Document Actions
Changing the World is Not Enough
Hosted by John Zurick (February 2007)
Is social entrepreneurship ready for the real challenge?As a social entrepreneur, I worry. Changing the world through the work of one social entrepreneur at a time is not good enough. Improving life for even one person is worthy. It changes the world…one heartbeat at a time. And sooner or later, as life for enough people is changed for the positive we will reach a tipping point beyond which the entire world will change itself into a better place. I believe this will happen, given time.
But what if it doesn’t happen soon enough? What if we don’t have the time it will take? What if the world tips the other way first? Some days, for every tip toward a better world there is an opposite and greater tip toward a horrific world. What if those days overpower the good days?
A new wilderness is engulfing us. How we see this forest for its trees and who leads us through it could make the difference between life and death for civilization as we know it.
Social entrepreneurship is the manner of leadership that can restore a global vision of a better world. But social entrepreneurs will need to reach higher, think bigger and work harder. Changing the world is not enough. Social entrepreneurs need to save the world.
If we make it across the new frontier and tame this wilderness of beliefs and ideas as we go, we will discover a world beyond imagination. If we don’t make it…that’s beyond imagination too.
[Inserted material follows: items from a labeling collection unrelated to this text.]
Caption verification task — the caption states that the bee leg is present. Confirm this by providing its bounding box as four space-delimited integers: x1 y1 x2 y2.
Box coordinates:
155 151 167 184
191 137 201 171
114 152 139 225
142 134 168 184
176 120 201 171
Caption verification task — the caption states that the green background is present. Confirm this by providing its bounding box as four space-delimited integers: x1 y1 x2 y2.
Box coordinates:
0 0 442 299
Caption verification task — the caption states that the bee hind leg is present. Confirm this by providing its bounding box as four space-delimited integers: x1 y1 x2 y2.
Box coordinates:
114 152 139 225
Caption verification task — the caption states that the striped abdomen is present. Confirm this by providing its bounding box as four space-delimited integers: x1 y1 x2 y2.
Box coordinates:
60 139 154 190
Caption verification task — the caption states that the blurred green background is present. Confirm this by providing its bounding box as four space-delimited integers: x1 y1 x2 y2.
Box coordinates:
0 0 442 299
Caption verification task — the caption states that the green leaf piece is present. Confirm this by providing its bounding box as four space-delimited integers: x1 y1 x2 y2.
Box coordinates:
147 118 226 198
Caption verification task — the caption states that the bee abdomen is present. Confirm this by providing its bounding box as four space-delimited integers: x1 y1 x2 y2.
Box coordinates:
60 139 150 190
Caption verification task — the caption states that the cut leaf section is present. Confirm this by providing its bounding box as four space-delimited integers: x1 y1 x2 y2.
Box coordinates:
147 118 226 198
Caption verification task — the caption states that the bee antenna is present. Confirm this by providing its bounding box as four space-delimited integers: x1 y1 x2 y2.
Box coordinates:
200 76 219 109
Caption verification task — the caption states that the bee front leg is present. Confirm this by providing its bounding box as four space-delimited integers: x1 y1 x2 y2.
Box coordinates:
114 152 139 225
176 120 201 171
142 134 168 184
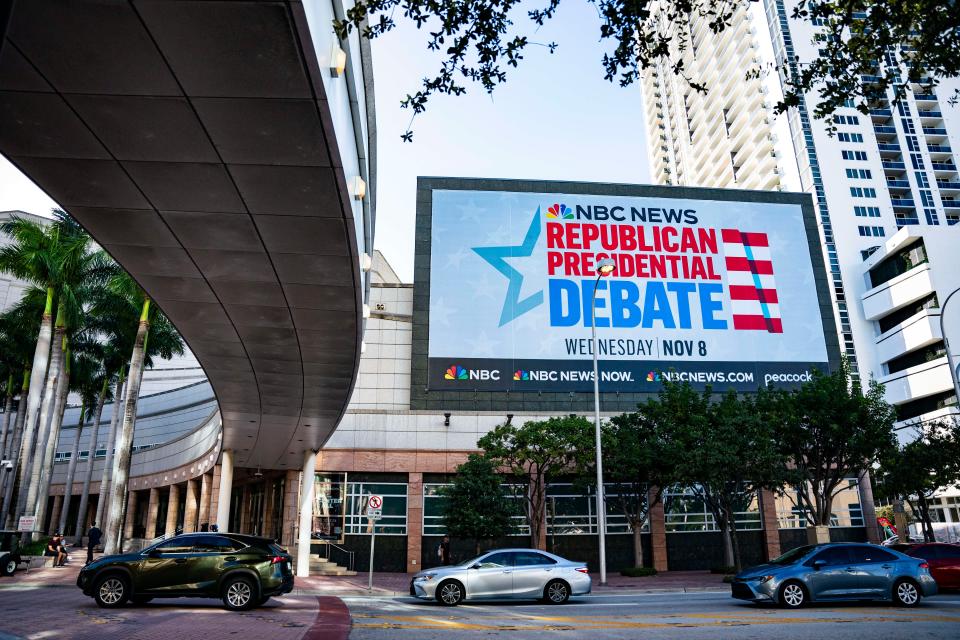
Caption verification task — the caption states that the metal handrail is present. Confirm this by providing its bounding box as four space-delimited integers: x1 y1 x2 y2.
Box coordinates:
323 540 354 571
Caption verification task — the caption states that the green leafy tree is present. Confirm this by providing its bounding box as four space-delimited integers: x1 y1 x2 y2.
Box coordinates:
602 409 683 567
334 0 960 141
638 382 789 569
776 362 897 526
477 416 594 549
877 419 960 542
440 454 515 554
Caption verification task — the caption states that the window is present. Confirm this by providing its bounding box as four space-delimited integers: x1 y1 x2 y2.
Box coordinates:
663 486 763 533
346 482 407 536
513 551 557 567
849 545 897 564
806 547 850 567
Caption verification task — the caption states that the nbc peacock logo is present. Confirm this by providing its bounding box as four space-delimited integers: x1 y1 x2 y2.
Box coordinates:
547 204 573 220
443 364 470 380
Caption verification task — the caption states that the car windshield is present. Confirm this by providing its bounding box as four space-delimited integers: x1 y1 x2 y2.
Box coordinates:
770 544 814 565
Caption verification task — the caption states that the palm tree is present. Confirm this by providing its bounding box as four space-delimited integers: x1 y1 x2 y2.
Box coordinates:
0 212 75 528
57 342 102 535
0 300 46 529
103 272 183 555
74 343 116 545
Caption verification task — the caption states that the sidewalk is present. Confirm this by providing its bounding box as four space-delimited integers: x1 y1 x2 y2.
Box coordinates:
293 571 730 596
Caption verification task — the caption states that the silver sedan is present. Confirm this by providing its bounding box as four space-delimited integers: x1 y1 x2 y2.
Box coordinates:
410 549 592 606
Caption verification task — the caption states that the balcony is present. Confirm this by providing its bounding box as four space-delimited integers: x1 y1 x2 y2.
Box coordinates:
877 357 953 405
890 198 914 209
877 308 943 363
862 263 934 320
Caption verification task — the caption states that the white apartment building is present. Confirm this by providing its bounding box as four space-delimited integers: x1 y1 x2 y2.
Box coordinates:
642 0 960 428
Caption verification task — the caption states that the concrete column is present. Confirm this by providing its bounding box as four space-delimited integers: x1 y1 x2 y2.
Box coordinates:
648 490 669 571
297 449 317 578
260 476 276 538
760 489 780 560
407 473 423 573
120 490 137 549
183 478 198 533
280 469 300 548
143 487 160 540
197 473 212 526
44 496 63 534
163 484 180 536
217 449 233 531
859 471 880 544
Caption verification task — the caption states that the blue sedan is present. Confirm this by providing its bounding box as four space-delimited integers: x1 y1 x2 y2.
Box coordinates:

• Are we social entrepreneurs today looking honestly around us and far enough into the future?
• We know social entrepreneurs can change the world. But can we save the world?
• Is there more we should be doing?
Please take a couple minutes to weigh in on these questions.
Call me crazy, but an exchange of ideas here just might take us all a step closer to saving the world.
Join in the conversation below.


Where do we go from here?
Fifty years from now, by most forecasts, the population of the world will have grown by two-thirds, bringing the total humans on the planet to ten billion. People of different skin colors, ethnicities, religions and ideologies will share more crowded societies around the globe. Scientific and ethical challenges will sprint through the coming decades side by side, each competing to beat the other in a race that has no finish line. Never before has humankind faced the veritable hemorrhage of knowledge, ideas, beliefs, conflicts, deprivation and possibilities—from sublime to monstrous—it faces now. This is an unexplored world. It will not survive and sustain a civilization with leadership that merely addresses these many challenges one by one, relying on the principles and practices that carried us across the twentieth century. We are entering a new land now; we need a new style of leadership. No current leadership style meets this challenge. Social entrepreneurship comes close. How do we as social entrepreneurs take a more global view? And how do the leaders with global influence recognize and adopt a long term global vision?